I'm sorry but I must ask the question; how is Warhammer geeky or nerdy? Am I missing something?


----------



## woods606 (Oct 30, 2008)

It's done inside and it isn't hugely popular..I guess O,o


----------



## comrade (Jun 30, 2008)

I prefer not to label myself as a sterotype such as 'Ner' or 'Geek'

I have other stereotypes I am labeled as such as 'alcoholic', 'drunk' and 'psychotic' 

buy anyways.... stereotypes are lame, tell them to go screw themselves.


----------



## KellysGrenadier (Jul 13, 2008)

woods606 said:


> It's done inside and it isn't hugely popular..I guess O,o


So are a number of things that aren't seen as nerdy. Wink wink. 

I still don't get it.


----------



## Dominic240 (Aug 13, 2008)

To answer the question
Yes 40k is nerdy
But i love it anyway.
I dont care about been a nerd. My friends like me even though none of them like this sort of stuff.
It should matter whether its geeky or not.


----------



## gwmaniac (Sep 1, 2008)

i'm a total geek of 40k, but in seventh grade, nobody really noticed my geekiness, so they were cool around me. as long as i didn't talk about it all the time or read the white dwarfs in class, then i was just a normal person.


----------



## Wusword77 (Aug 11, 2008)

it's middle school, who cares? You still got a good amount of years left in school and plenty of time to make more friends. I'm not saying be a loner and blow off anyone who doesn't like 40k but honestly NO ONE at that age has any idea of who they are. Most kids move as a crowd and do whatever that crowd does for fun so they are accepted. Its not until usually the final years of High School that you know what type of person you really are.
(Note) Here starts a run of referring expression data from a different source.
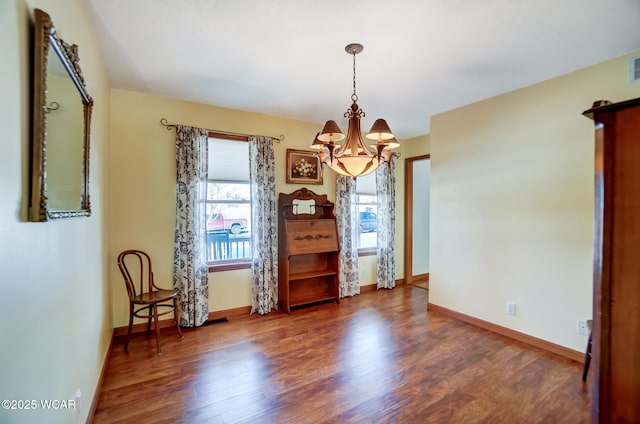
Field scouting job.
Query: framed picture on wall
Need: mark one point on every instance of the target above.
(303, 167)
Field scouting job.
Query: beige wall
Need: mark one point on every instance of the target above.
(142, 202)
(416, 146)
(512, 203)
(56, 312)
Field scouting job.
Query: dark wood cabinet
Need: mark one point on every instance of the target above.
(616, 331)
(308, 250)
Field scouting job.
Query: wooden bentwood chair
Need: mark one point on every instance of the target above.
(135, 266)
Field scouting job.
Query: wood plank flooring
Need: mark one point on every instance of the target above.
(374, 358)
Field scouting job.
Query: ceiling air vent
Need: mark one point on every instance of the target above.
(634, 69)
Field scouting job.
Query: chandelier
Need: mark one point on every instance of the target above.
(352, 158)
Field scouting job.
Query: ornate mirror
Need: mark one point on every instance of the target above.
(61, 128)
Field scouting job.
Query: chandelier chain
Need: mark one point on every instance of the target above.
(354, 96)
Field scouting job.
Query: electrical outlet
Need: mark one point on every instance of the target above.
(581, 327)
(511, 308)
(78, 398)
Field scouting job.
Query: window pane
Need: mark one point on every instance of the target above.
(218, 190)
(367, 225)
(228, 202)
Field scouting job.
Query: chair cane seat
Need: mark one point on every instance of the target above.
(155, 296)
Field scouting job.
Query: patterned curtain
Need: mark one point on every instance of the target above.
(386, 193)
(345, 219)
(190, 268)
(264, 218)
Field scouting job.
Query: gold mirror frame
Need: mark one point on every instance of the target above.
(46, 40)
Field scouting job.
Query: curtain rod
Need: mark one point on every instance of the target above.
(166, 124)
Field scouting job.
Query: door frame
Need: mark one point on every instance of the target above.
(409, 278)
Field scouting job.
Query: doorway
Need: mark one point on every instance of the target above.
(416, 229)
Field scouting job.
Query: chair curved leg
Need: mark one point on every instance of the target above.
(126, 340)
(149, 319)
(155, 321)
(175, 317)
(587, 360)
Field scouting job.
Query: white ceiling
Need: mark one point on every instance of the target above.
(420, 58)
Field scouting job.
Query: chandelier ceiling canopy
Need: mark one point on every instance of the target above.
(349, 155)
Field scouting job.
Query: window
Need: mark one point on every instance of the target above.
(228, 202)
(366, 209)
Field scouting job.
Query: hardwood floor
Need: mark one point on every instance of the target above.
(374, 358)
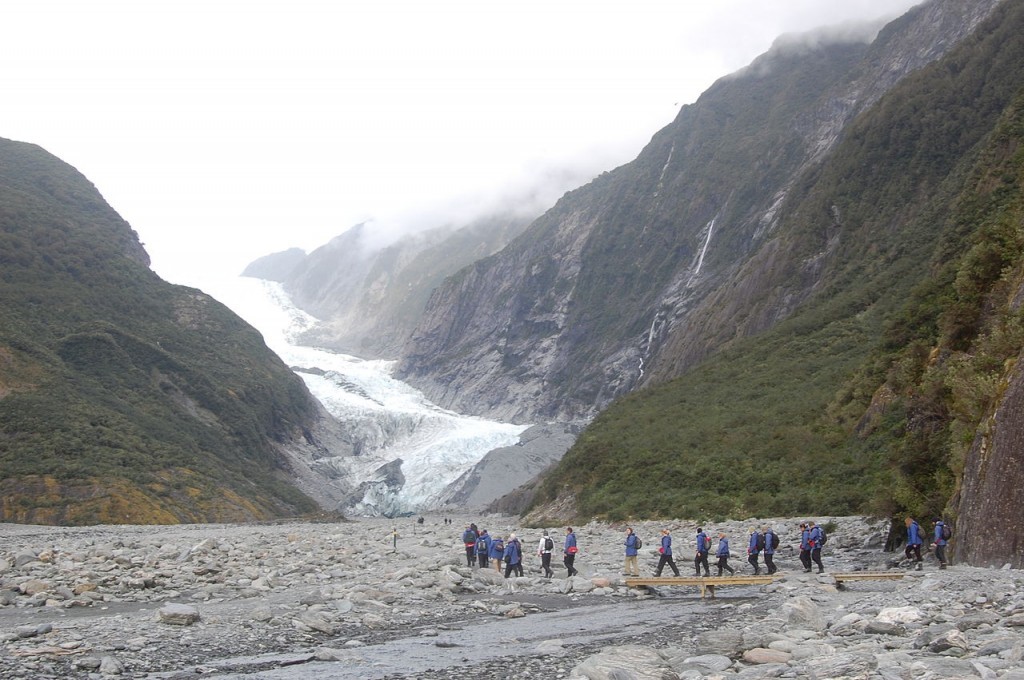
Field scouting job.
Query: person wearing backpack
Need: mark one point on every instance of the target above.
(546, 547)
(942, 536)
(512, 556)
(912, 550)
(569, 550)
(771, 545)
(754, 548)
(666, 557)
(704, 547)
(497, 552)
(482, 549)
(816, 539)
(631, 568)
(723, 554)
(469, 538)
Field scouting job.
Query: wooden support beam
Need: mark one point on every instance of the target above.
(706, 584)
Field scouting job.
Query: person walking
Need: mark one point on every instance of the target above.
(569, 550)
(940, 542)
(805, 547)
(816, 539)
(913, 542)
(771, 542)
(754, 547)
(497, 552)
(469, 538)
(704, 547)
(482, 549)
(544, 549)
(513, 556)
(723, 554)
(666, 557)
(630, 567)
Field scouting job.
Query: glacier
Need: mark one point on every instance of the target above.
(409, 450)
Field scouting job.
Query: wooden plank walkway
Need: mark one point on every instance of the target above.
(706, 584)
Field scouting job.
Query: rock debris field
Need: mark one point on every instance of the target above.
(336, 600)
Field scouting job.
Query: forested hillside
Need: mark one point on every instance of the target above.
(124, 398)
(870, 394)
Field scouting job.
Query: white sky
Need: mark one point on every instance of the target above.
(223, 130)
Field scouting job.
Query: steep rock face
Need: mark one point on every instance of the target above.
(370, 297)
(643, 272)
(123, 397)
(989, 525)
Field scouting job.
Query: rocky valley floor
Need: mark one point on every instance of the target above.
(338, 600)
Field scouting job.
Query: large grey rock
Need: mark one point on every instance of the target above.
(625, 663)
(801, 611)
(178, 614)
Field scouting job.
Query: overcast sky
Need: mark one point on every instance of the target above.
(223, 130)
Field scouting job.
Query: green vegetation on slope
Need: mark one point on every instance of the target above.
(123, 397)
(866, 397)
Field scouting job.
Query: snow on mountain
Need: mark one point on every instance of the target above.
(409, 449)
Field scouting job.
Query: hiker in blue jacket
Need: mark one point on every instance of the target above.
(569, 550)
(497, 551)
(702, 546)
(723, 554)
(482, 549)
(940, 543)
(913, 542)
(754, 550)
(630, 567)
(814, 538)
(666, 551)
(805, 547)
(770, 541)
(469, 538)
(513, 556)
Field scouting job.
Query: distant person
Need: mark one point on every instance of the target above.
(469, 538)
(544, 549)
(913, 542)
(497, 552)
(513, 556)
(702, 548)
(569, 550)
(630, 567)
(941, 539)
(754, 548)
(723, 554)
(817, 542)
(805, 547)
(482, 549)
(771, 543)
(666, 557)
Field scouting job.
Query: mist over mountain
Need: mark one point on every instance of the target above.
(124, 398)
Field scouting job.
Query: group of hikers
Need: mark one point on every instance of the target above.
(761, 544)
(941, 534)
(483, 550)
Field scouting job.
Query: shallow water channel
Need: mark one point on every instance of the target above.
(479, 641)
I was a "massive nerd" in middle school, mainly cause I played Magic and video games. Last two years of High School I'm just a regular guy cause now everyone is playing video games and I got 20 kids into Magic in my study hall.
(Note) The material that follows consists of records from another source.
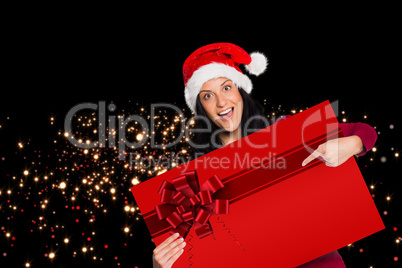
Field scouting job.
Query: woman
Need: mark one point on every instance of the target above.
(217, 91)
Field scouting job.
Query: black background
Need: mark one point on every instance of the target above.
(49, 67)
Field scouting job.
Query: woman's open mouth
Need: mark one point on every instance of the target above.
(227, 114)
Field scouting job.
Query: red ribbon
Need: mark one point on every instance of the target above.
(186, 204)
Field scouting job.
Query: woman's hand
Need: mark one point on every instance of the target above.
(335, 152)
(168, 251)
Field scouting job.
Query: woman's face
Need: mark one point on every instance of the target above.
(222, 102)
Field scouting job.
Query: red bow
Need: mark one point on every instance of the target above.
(187, 204)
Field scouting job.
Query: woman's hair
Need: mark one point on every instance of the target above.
(253, 119)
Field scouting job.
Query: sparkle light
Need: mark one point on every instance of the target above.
(139, 137)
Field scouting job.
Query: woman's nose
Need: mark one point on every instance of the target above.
(221, 101)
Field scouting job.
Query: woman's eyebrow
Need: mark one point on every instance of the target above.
(225, 82)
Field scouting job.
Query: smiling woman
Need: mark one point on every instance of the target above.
(225, 113)
(218, 92)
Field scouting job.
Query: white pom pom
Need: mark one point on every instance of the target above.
(258, 63)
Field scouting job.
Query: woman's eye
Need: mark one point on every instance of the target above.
(207, 96)
(226, 88)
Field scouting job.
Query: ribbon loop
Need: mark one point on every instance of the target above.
(186, 204)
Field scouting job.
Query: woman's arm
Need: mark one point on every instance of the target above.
(168, 251)
(365, 132)
(358, 139)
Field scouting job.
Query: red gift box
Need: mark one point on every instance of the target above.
(251, 203)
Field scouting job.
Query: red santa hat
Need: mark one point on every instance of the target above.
(219, 60)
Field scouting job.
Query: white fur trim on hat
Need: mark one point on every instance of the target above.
(213, 71)
(258, 63)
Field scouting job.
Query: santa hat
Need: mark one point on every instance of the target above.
(219, 60)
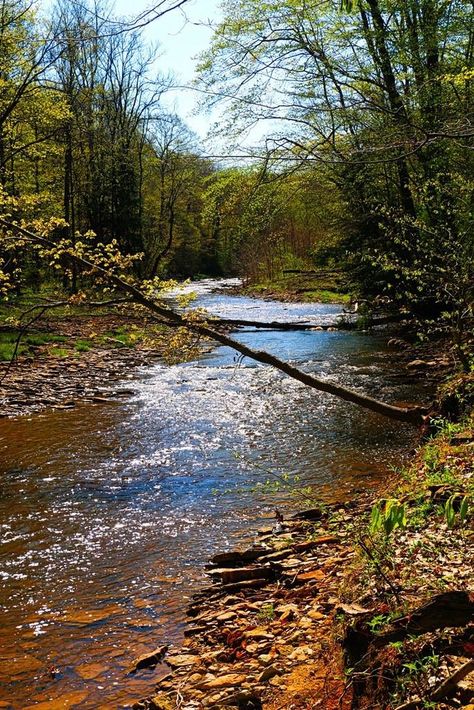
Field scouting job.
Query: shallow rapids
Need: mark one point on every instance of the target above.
(109, 512)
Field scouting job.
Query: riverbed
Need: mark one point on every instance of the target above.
(108, 512)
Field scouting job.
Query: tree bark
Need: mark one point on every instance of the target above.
(413, 415)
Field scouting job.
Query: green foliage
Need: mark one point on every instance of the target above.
(387, 515)
(456, 510)
(266, 613)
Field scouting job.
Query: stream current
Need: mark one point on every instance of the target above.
(108, 512)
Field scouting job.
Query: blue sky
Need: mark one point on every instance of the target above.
(181, 35)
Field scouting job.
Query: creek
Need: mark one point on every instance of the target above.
(108, 512)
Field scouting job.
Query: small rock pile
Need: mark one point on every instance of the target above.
(269, 611)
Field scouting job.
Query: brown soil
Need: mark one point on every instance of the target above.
(43, 380)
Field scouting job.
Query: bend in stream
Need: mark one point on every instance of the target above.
(109, 512)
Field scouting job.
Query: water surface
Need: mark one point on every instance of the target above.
(108, 512)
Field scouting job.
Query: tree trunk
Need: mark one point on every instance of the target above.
(413, 415)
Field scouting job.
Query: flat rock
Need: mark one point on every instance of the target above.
(148, 660)
(65, 701)
(224, 681)
(90, 616)
(315, 574)
(180, 660)
(89, 671)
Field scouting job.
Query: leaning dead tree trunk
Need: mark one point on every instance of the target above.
(412, 415)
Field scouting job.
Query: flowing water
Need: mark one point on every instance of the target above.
(109, 512)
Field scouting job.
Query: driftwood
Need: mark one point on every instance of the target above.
(412, 415)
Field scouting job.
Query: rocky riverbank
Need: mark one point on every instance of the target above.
(85, 362)
(328, 611)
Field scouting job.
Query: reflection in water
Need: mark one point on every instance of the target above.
(109, 512)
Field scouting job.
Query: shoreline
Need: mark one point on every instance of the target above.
(288, 621)
(96, 374)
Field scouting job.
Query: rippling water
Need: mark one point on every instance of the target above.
(108, 512)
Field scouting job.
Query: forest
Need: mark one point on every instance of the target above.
(204, 335)
(366, 164)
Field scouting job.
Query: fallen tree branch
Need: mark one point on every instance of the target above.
(445, 688)
(441, 611)
(412, 415)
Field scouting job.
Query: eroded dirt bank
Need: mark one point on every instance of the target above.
(325, 610)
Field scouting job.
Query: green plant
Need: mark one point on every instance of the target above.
(450, 510)
(82, 346)
(266, 613)
(59, 352)
(387, 515)
(378, 622)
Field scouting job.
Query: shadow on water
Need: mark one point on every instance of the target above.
(108, 512)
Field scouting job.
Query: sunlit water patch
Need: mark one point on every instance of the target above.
(108, 513)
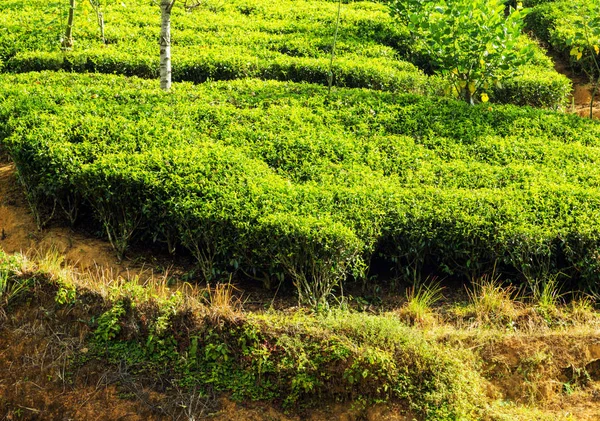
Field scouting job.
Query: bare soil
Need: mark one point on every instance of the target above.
(582, 91)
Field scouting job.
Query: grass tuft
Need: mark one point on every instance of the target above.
(491, 302)
(419, 301)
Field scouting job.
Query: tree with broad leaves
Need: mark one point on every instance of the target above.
(471, 43)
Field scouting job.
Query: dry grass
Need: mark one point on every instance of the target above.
(419, 301)
(491, 302)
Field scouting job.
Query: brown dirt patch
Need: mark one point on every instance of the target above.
(582, 91)
(19, 233)
(547, 370)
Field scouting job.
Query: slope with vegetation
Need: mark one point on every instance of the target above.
(252, 167)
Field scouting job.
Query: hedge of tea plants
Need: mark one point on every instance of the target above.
(281, 181)
(289, 40)
(555, 24)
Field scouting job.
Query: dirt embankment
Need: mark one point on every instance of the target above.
(582, 91)
(19, 233)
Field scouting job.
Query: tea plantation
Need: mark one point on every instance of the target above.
(260, 171)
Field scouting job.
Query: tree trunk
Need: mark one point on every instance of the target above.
(68, 40)
(165, 44)
(592, 98)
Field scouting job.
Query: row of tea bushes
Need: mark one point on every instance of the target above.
(280, 180)
(555, 24)
(289, 41)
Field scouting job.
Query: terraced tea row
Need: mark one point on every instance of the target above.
(290, 40)
(280, 180)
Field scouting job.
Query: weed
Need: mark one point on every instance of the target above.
(491, 301)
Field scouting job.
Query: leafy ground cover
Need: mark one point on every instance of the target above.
(279, 180)
(171, 351)
(249, 38)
Final Words of Advice: After graduation you are not likly to see them ever again so tough it out and break some noses if you have to. Thats how I got through Middle school. :laugh:

god this sounds corny


----------



## Galahad (Dec 21, 2006)

KellysGrenadier said:


> I'm sorry but I must ask the question; how is Warhammer geeky or nerdy? Am I missing something?


Gaming (especially tabletop) in general is considered geeky, mainly leftover D&D stigmata
Then you've got science fiction being generally considered the domain of geeks
Model-making, also, considered fairly geeky after a certain age

Yep, nothing at all sad or creepy sounding about a bunch of guys gathered together in mom's basement to play war with their models and armies of plastic space men. Can't imagine how that might be considered geeky or nerdy.
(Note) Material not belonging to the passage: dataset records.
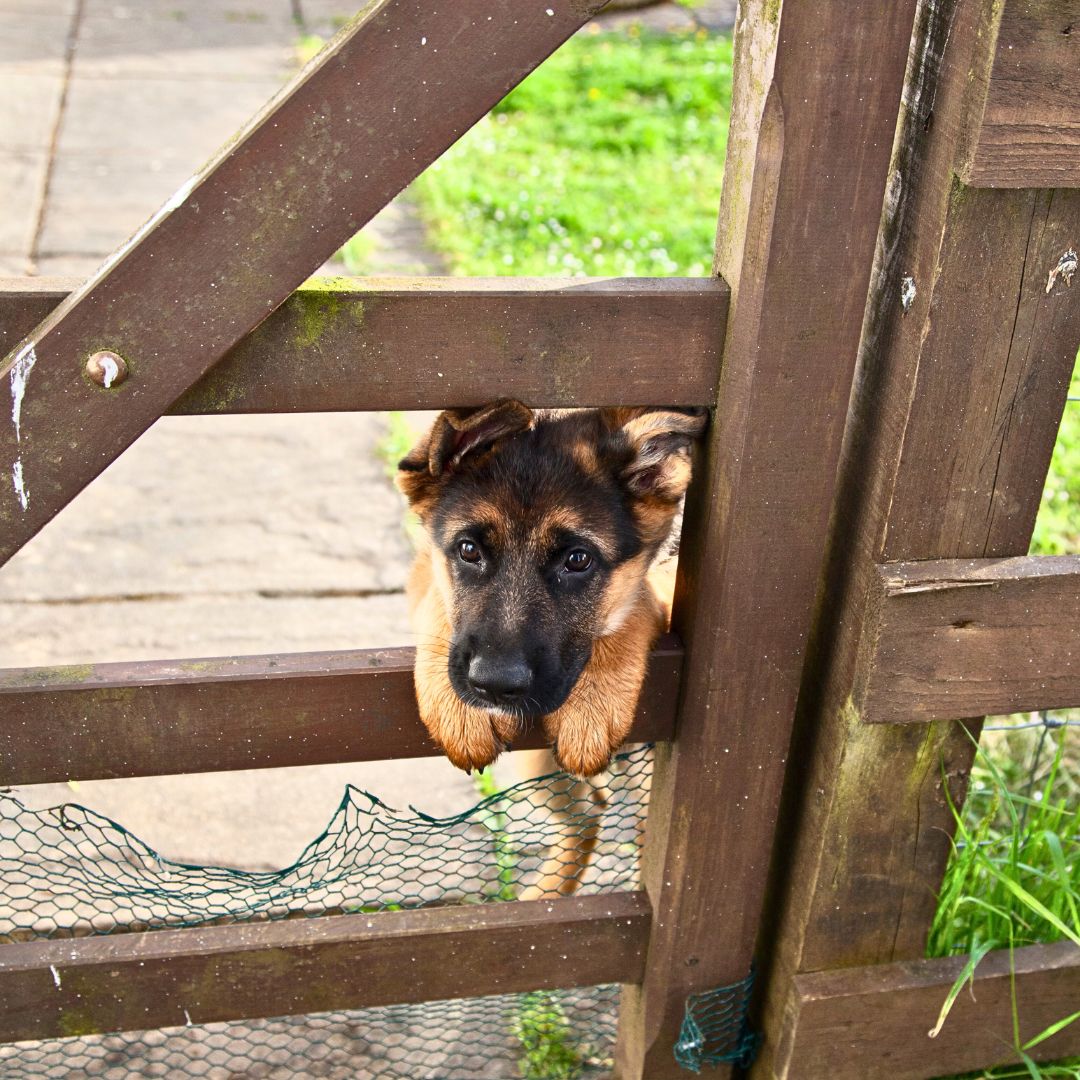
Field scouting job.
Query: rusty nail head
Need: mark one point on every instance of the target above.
(107, 368)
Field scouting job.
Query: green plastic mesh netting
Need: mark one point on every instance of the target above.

The true question is, do you care?


----------



## LordWaffles (Jan 15, 2008)

Or. As an alternative.
Get pumped.

Like everytime you would be painting models, lift weights with the other hand and put the model in a vise stand, than try to paint with your off hand. No one dareth challenge the 350-pound warhammer player made of meat and a quelled rage.

Or just say feth'em. Do you honestly care what people think when they're that shallow?


----------



## KellysGrenadier (Jul 13, 2008)

Galahad said:


> Gaming (especially tabletop) in general is considered geeky, mainly leftover D&D stigmata
> Then you've got science fiction being generally considered the domain of geeks
> Model-making, also, considered fairly geeky after a certain age
> 
> Yep, nothing at all sad or creepy sounding about a bunch of guys gathered together in mom's basement to play war with their models and armies of plastic space men. Can't imagine how that might be considered geeky or nerdy.


I've always appreciated it's an unnecessary stigma. Still, I don't understand _why_ there is such a stigma. There is no logical answer.


----------



## BlackApostleVilhelm (May 14, 2008)

dont worry about those kids, they're douchebags. im a senior in high school, on the varsity football/wrestling and swim teams and i have an apoc army a renegade chapter and a small space marine force. be proud of what you like and ignore those who want to put you down cuz your happy. also show them you dont care what they think and they will leave you alone, if you hold your head up high and have a little confidence they should leave you alone and if they dont then they officially have no lives. 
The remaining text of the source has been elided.